La Commission informe immédiatement le Parlement européen de toute mesure proposée ou adoptée en application des articles 4 et 5.

Article 8
Entrée en vigueur

Le présent règlement entre en vigueur le vingtième jour suivant celui de sa publication au Journal officiel de l’Union européenne. Il est applicable à partir du 1er janvier 2021.

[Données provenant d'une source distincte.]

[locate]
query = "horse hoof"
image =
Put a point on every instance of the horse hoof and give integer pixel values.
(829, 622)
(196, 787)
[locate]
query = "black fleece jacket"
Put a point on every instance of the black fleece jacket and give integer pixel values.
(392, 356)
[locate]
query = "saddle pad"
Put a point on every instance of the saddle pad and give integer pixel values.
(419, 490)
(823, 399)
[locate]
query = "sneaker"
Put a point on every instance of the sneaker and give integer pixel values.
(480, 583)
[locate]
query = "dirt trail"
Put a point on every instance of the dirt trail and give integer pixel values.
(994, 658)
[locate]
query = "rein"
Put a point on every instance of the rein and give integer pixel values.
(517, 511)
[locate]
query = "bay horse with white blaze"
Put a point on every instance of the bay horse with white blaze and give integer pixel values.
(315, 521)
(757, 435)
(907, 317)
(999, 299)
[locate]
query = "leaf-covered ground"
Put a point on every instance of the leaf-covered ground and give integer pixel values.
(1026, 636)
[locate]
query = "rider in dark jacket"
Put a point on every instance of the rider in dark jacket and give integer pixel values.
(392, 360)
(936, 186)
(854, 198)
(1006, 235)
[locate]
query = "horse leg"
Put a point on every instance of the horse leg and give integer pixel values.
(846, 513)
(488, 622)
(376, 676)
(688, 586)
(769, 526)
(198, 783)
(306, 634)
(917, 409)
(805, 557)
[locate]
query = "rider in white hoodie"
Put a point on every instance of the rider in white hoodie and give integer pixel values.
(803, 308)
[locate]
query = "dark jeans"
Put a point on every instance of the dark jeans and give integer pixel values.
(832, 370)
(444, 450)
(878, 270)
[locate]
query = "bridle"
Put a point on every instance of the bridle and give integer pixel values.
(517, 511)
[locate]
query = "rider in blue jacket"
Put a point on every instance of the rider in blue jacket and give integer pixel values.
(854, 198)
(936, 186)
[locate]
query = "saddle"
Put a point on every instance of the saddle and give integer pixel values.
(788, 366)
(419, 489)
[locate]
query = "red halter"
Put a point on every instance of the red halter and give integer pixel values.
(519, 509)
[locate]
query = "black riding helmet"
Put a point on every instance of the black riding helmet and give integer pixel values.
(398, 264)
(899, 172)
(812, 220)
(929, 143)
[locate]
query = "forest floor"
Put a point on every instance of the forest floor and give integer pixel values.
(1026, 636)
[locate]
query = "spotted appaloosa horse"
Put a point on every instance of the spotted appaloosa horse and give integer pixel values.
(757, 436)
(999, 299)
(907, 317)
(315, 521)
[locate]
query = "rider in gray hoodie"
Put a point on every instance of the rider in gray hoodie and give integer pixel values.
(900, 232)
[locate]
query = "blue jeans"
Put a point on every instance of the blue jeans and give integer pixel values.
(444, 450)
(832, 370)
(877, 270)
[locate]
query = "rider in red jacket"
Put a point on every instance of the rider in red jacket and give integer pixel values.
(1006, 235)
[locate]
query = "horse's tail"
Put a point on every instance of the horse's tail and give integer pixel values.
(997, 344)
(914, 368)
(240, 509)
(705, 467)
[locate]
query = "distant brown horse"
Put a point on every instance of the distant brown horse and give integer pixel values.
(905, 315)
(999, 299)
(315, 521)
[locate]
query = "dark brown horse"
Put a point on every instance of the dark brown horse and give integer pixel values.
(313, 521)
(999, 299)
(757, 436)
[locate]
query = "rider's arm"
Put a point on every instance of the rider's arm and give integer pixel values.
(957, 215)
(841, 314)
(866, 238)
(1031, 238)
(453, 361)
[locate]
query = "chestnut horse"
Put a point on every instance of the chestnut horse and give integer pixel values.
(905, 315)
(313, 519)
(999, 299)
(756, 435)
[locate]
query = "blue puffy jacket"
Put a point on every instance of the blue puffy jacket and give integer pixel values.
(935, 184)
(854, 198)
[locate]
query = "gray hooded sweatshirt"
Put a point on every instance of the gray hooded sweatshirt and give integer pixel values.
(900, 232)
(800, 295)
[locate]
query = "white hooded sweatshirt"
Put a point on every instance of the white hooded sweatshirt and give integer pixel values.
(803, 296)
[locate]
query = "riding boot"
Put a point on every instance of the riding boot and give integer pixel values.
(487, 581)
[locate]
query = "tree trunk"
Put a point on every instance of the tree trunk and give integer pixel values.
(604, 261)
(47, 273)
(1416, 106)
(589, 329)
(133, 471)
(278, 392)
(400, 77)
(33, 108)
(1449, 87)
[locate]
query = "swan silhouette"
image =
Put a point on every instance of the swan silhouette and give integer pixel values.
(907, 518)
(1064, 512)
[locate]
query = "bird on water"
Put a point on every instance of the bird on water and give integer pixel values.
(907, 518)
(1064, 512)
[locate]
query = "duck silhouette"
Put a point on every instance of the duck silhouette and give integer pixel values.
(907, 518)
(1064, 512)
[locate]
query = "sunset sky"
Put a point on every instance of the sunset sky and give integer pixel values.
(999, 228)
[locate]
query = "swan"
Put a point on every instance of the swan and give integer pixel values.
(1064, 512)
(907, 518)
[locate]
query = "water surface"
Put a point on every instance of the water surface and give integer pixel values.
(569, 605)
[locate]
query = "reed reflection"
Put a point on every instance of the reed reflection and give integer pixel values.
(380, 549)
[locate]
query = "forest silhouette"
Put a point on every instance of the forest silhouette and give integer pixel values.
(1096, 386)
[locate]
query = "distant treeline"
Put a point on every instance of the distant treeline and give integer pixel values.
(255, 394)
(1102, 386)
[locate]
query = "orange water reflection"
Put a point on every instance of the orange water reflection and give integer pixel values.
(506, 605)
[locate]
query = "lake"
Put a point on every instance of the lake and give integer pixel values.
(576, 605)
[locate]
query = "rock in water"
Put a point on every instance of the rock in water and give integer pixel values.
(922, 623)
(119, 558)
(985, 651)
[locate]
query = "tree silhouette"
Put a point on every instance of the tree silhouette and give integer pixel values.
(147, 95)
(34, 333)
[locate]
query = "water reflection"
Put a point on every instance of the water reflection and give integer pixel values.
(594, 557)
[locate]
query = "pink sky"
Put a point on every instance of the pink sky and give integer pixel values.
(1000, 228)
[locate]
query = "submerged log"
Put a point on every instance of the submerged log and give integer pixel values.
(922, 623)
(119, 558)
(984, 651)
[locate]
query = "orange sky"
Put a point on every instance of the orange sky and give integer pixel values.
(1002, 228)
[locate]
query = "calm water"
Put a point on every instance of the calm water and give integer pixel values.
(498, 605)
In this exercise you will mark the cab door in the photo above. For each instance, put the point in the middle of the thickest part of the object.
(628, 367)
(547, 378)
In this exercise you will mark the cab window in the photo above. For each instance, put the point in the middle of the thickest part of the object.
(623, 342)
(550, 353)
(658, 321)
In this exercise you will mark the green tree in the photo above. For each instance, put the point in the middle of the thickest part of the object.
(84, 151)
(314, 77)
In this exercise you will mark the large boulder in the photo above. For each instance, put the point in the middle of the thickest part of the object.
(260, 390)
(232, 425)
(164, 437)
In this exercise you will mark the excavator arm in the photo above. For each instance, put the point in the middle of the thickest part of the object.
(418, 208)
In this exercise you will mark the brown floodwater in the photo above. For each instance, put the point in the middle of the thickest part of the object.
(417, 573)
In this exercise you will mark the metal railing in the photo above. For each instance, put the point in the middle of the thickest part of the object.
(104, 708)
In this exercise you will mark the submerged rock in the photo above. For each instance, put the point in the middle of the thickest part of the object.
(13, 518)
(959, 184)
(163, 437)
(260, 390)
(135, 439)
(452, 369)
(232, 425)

Le présent règlement est obligatoire dans tous ses éléments et directement applicable dans tout État membre.

Fait à Bruxelles, le

Par le Parlement européen    Par le Conseil

Le Président    Le Président

(1)    COM(2018) 98 final.
(2)    COM(2014) 158 final.
(3)    Règlement (UE, Euratom) nº 966/2012 du Parlement européen et du Conseil du 25 octobre 2012 relatif aux règles financières applicables au budget général de l’Union et abrogeant le règlement (CE, Euratom) nº 1605/2002 du Conseil, JO L 298 du 26.10.2012, p. 1.
(4)    COM(2014) 158 final.
(5)    COM(2018) 98 final.
(6)    […]
(7)    Arrêt de la Cour du 29 avril 2004, CAS Succhi di Frutta, C-496/99, PECLI:EU:C:2004:236, point 63.
(8)    Arrêt de la Cour de justice du 12 novembre 1981, Amministrazione delle finanze dello Stato/Srl Meridionale Industria Salumi et autres; Ditta Italo Orlandi & Figlio et Ditta Vincenzo Divella/Amministrazione delle finanze dello Stato. Affaires jointes 212 à 217/80, ECLI:EU:C:1981:270, point 10.
(9)    Arrêt de la Cour de justice du 21 septembre 1989, Hoechst, affaires jointes 46/87 et 227/88, ECLI:EU:C:1989:337, point 19.
(10)    Arrêt de la Cour du 10 novembre 2016, Kovalkovas, C-477/16, ECLI:EU:C:2016:861, point 36; arrêt de la Cour du 10 novembre 2016, PPU Poltorak, C-452/16, ECLI:EU:C:2016:858, point 35; et arrêt de la Cour du 22 décembre 2010, DEB, C-279/09, ECLI:EU:C:2010:811, point 58.
(11)    Arrêt de la Cour du 27 février 2018, Associação Associação Sindical dos Juízes Portugueses/Tribunal de Contas, C-64/16, ECLI:EU:C:2018:117, points 31, 40 et 41.
(12)    Communication de la Commission «Un nouveau cadre de l’Union pour renforcer l’état de droit», COM(2014) 158 final, annexe I.
(13)    Affaire C-64/16, points 32 à 36.
(14)    Affaire C-64/16, points 40 et 41.